On Tue, 15 Oct 2013 12:39:00 +0200
Jan Kara <jack@xxxxxxx> wrote:

> On Tue 15-10-13 10:25:53, Ming Lei wrote:
> > Looks it makes sense, so how about below change?
> > 
> > --
> > diff --git a/fs/ext4/inode.c b/fs/ext4/inode.c
> > index 32c04ab..c32b599 100644
> > --- a/fs/ext4/inode.c
> > +++ b/fs/ext4/inode.c
> > @@ -2294,7 +2294,7 @@ static int mpage_prepare_extent_to_map(struct mpage_da_data *mpd)
> >  {
> >  	struct address_space *mapping = mpd->inode->i_mapping;
> >  	struct pagevec pvec;
> > -	unsigned int nr_pages;
> > +	unsigned int nr_pages, nr_added = 0;
> >  	pgoff_t index = mpd->first_page;
> >  	pgoff_t end = mpd->last_page;
> >  	int tag;
> > @@ -2330,6 +2330,18 @@ static int mpage_prepare_extent_to_map(struct mpage_da_data *mpd)
> >  			if (page->index > end)
> >  				goto out;
> >  
> > +			/*
> > +			 * Accumulated enough dirty pages? This doesn't apply
> > +			 * to WB_SYNC_ALL mode. For integrity sync we have to
> > +			 * keep going because someone may be concurrently
> > +			 * dirtying pages, and we might have synced a lot of
> > +			 * newly appeared dirty pages, but have not synced all
> > +			 * of the old dirty pages.
> > +			 */
> > +			if (mpd->wbc->sync_mode == WB_SYNC_NONE &&
> > +					nr_added >= mpd->wbc->nr_to_write)
> > +				goto out;
> > +
>   This won't quite work because if the page is fully mapped
> mpage_process_page_bufs() will immediately submit the page and decrease
> nr_to_write.
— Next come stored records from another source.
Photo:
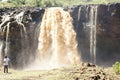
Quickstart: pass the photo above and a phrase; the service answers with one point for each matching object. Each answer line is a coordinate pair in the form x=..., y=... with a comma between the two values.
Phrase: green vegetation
x=47, y=3
x=116, y=67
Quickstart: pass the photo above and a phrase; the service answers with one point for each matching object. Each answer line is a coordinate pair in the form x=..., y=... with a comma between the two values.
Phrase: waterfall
x=93, y=23
x=57, y=40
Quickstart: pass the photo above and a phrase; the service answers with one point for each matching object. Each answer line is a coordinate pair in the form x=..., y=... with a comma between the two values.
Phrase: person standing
x=6, y=63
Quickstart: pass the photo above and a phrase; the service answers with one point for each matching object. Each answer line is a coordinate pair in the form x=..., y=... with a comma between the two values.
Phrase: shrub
x=116, y=67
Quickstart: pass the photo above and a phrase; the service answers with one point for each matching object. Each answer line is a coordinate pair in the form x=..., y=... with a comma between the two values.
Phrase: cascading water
x=57, y=40
x=93, y=23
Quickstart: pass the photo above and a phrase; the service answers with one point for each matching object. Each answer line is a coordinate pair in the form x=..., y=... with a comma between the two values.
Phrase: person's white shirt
x=6, y=61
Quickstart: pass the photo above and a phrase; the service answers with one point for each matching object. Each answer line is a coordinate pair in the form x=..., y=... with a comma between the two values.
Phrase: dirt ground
x=85, y=71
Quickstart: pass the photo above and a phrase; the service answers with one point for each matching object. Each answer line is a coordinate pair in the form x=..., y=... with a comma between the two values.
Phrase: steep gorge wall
x=107, y=33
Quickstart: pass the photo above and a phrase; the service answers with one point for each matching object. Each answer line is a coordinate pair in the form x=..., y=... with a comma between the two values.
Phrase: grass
x=68, y=73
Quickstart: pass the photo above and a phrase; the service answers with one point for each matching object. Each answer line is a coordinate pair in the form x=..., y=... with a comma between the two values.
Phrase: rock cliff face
x=107, y=31
x=97, y=28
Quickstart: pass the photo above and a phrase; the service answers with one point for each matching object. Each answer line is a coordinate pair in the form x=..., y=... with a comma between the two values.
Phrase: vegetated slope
x=85, y=71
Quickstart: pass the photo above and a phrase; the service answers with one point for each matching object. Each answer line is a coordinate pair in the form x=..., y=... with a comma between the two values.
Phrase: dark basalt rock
x=107, y=31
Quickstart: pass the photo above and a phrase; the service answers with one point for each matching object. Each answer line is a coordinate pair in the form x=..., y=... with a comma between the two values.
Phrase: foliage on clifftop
x=48, y=3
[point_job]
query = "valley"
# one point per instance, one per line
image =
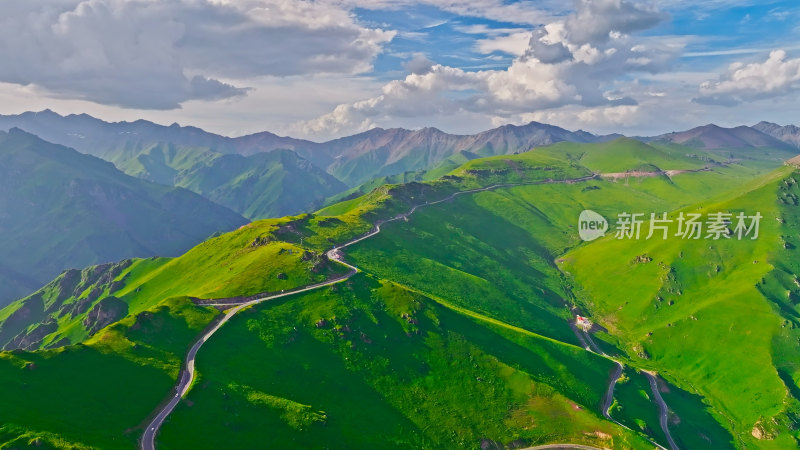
(446, 302)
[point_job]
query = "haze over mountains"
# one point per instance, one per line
(352, 159)
(256, 176)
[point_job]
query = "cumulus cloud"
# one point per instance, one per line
(159, 54)
(566, 62)
(747, 82)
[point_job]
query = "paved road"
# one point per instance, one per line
(662, 408)
(187, 373)
(610, 393)
(562, 446)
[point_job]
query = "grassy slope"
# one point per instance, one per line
(698, 311)
(224, 266)
(73, 210)
(272, 184)
(96, 394)
(369, 377)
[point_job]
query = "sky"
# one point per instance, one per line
(324, 69)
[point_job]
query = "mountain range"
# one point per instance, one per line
(459, 329)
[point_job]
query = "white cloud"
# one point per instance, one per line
(566, 62)
(159, 54)
(515, 43)
(747, 82)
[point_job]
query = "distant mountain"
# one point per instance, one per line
(271, 184)
(352, 159)
(712, 137)
(385, 152)
(274, 184)
(121, 141)
(735, 143)
(61, 209)
(789, 134)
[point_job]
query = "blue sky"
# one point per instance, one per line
(322, 69)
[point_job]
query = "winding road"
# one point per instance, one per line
(187, 372)
(584, 337)
(662, 409)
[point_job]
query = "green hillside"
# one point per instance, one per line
(456, 333)
(273, 184)
(717, 318)
(60, 209)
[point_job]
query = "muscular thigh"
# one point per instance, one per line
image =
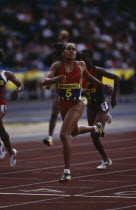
(102, 113)
(71, 117)
(55, 105)
(91, 114)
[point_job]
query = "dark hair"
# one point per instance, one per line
(57, 54)
(89, 52)
(59, 48)
(2, 55)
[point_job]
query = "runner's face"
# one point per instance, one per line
(70, 51)
(85, 57)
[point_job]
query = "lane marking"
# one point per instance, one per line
(107, 189)
(42, 190)
(30, 194)
(125, 207)
(61, 166)
(31, 202)
(78, 177)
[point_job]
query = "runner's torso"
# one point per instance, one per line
(71, 89)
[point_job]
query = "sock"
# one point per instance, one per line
(67, 171)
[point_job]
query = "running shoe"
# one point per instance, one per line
(48, 141)
(109, 118)
(105, 164)
(2, 150)
(65, 177)
(99, 129)
(12, 158)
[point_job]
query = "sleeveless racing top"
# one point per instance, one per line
(94, 93)
(71, 89)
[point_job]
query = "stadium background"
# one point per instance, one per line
(28, 29)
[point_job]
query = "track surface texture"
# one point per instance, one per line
(33, 182)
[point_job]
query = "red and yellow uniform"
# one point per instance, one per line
(70, 91)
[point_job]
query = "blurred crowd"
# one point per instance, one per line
(29, 28)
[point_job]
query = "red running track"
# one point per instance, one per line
(33, 182)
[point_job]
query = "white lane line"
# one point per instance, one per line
(125, 207)
(96, 180)
(61, 166)
(36, 194)
(104, 196)
(78, 177)
(31, 202)
(42, 190)
(107, 189)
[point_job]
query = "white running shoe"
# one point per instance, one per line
(109, 118)
(48, 141)
(2, 150)
(12, 158)
(105, 164)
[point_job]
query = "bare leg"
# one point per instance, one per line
(70, 120)
(5, 136)
(93, 119)
(54, 115)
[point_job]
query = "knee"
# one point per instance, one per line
(73, 134)
(94, 135)
(63, 135)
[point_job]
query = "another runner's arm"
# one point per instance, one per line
(116, 79)
(92, 79)
(51, 78)
(10, 76)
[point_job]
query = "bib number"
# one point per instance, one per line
(104, 106)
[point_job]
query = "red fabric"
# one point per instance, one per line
(72, 77)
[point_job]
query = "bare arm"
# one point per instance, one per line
(10, 76)
(50, 77)
(20, 87)
(116, 83)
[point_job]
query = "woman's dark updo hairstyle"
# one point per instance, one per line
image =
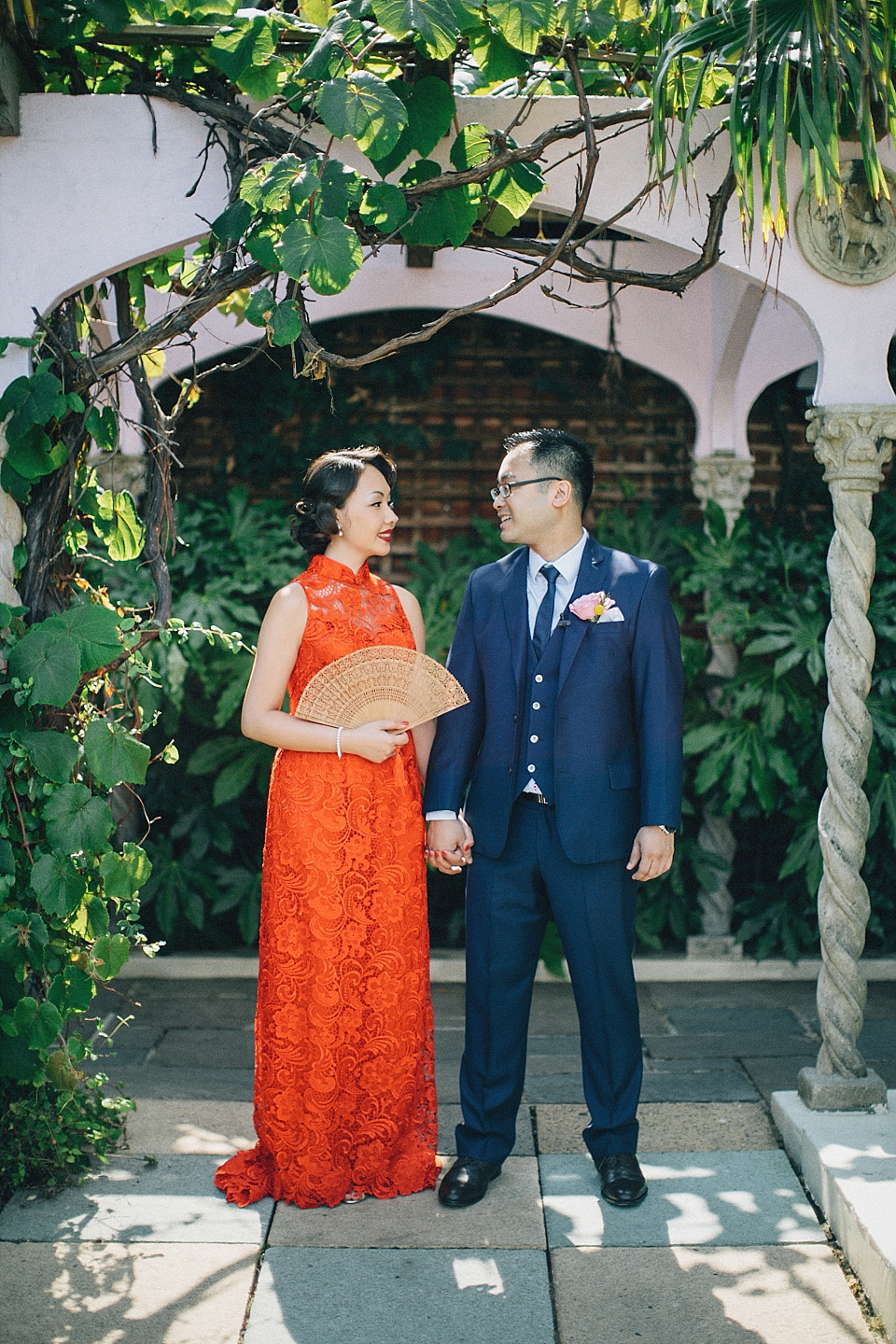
(328, 483)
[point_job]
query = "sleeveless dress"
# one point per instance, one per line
(344, 1075)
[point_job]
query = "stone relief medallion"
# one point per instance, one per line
(855, 241)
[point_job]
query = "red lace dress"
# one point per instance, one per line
(344, 1078)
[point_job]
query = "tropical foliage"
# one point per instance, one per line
(88, 678)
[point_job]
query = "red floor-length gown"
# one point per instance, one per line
(344, 1078)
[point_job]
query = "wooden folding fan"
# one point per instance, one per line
(385, 681)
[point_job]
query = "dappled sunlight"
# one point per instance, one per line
(192, 1139)
(110, 1294)
(767, 1289)
(471, 1271)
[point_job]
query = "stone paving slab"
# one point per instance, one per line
(184, 1084)
(771, 1295)
(141, 1294)
(716, 1085)
(768, 1075)
(711, 1020)
(452, 1114)
(712, 1065)
(735, 1043)
(189, 1127)
(182, 1047)
(419, 1295)
(666, 1127)
(694, 1199)
(129, 1200)
(847, 1161)
(510, 1216)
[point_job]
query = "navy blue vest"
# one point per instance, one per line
(541, 683)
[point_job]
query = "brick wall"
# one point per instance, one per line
(442, 409)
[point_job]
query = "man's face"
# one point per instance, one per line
(526, 511)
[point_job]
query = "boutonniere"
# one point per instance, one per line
(596, 607)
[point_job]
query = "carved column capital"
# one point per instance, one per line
(853, 443)
(723, 479)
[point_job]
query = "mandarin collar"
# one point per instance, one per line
(330, 568)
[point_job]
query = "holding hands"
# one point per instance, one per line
(376, 741)
(449, 845)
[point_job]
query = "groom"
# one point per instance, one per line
(567, 763)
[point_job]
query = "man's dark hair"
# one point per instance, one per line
(555, 451)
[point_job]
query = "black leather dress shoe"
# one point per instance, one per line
(467, 1182)
(621, 1179)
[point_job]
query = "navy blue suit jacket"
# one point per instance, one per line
(618, 720)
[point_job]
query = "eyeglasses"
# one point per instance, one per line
(503, 489)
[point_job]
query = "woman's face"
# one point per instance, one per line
(367, 516)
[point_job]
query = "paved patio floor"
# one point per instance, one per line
(725, 1249)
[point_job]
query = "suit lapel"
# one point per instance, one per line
(587, 581)
(516, 614)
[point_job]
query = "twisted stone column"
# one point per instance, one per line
(11, 532)
(725, 480)
(853, 443)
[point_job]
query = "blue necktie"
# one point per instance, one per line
(544, 617)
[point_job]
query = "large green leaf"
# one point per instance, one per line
(113, 754)
(364, 107)
(259, 307)
(119, 525)
(522, 21)
(383, 207)
(52, 754)
(94, 628)
(52, 660)
(443, 217)
(431, 21)
(60, 886)
(340, 189)
(328, 252)
(248, 46)
(34, 455)
(31, 399)
(495, 57)
(285, 323)
(514, 189)
(470, 147)
(232, 222)
(110, 953)
(77, 821)
(124, 874)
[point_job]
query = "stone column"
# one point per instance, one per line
(853, 443)
(723, 479)
(11, 532)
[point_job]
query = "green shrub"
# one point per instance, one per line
(752, 744)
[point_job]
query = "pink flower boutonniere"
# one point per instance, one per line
(596, 607)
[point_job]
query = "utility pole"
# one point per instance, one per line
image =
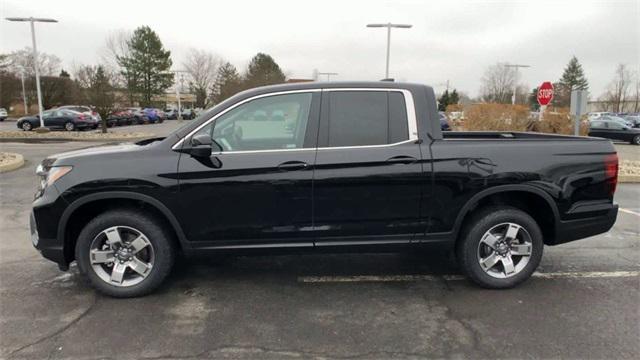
(389, 26)
(24, 93)
(32, 20)
(446, 83)
(515, 80)
(328, 74)
(176, 74)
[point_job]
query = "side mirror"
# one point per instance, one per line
(200, 140)
(201, 146)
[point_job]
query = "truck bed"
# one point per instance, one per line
(496, 135)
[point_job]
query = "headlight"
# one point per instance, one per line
(56, 173)
(49, 175)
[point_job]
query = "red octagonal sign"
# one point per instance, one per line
(545, 93)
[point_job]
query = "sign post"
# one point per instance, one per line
(578, 107)
(545, 95)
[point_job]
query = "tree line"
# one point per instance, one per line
(134, 68)
(622, 94)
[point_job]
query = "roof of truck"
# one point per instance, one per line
(335, 84)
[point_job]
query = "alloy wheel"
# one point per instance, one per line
(504, 250)
(121, 256)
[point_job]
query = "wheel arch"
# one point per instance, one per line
(69, 226)
(534, 201)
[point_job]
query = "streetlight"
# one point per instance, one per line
(328, 74)
(515, 81)
(389, 26)
(31, 20)
(181, 74)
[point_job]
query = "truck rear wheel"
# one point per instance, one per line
(124, 253)
(500, 247)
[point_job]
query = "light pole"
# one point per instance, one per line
(181, 74)
(389, 26)
(515, 80)
(32, 20)
(328, 74)
(24, 94)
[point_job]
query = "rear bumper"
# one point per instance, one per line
(581, 228)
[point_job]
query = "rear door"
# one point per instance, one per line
(258, 192)
(368, 173)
So now you would end up writing less than you were asked for
> in some cases. 

Yes, your are right, so how about below?

diff --git a/fs/ext4/inode.c b/fs/ext4/inode.c
index 32c04ab..3cf7abb 100644
--- a/fs/ext4/inode.c
+++ b/fs/ext4/inode.c
@@ -2295,6 +2295,7 @@ static int mpage_prepare_extent_to_map(struct mpage_da_data *mpd)
 	struct address_space *mapping = mpd->inode->i_mapping;
 	struct pagevec pvec;
 	unsigned int nr_pages;
+	int left = mpd->wbc->nr_to_write;
 	pgoff_t index = mpd->first_page;
 	pgoff_t end = mpd->last_page;
 	int tag;
@@ -2330,6 +2331,17 @@ static int mpage_prepare_extent_to_map(struct mpage_da_data *mpd)
 			if (page->index > end)
 				goto out;
 
+			/*
+			 * Accumulated enough dirty pages? This doesn't apply
+			 * to WB_SYNC_ALL mode. For integrity sync we have to
+			 * keep going because someone may be concurrently
+			 * dirtying pages, and we might have synced a lot of
+			 * newly appeared dirty pages, but have not synced all
+			 * of the old dirty pages.
+			 */
+			if (mpd->wbc->sync_mode == WB_SYNC_NONE && left <= 0)
+				goto out;
+
 			/* If we can't merge this page, we are done. */
 			if (mpd->map.m_len > 0 && mpd->next_page != page->index)
 				goto out;
@@ -2364,19 +2376,7 @@ static int mpage_prepare_extent_to_map(struct mpage_da_data *mpd)
 			if (err <= 0)
 				goto out;
 			err = 0;
-
-			/*
-			 * Accumulated enough dirty pages? This doesn't apply
-			 * to WB_SYNC_ALL mode. For integrity sync we have to
-			 * keep going because someone may be concurrently
-			 * dirtying pages, and we might have synced a lot of
-			 * newly appeared dirty pages, but have not synced all
-			 * of the old dirty pages.
-			 */
-			if (mpd->wbc->sync_mode == WB_SYNC_NONE &&
-			    mpd->next_page - mpd->first_page >=
-							mpd->wbc->nr_to_write)
-				goto out;
+			left--;
 		}
 		pagevec_release(&pvec);
 		cond_resched();


> Attached patch should do what's needed. Can you try whether
> it fixes the problem for you (it seems to work OK in my testing).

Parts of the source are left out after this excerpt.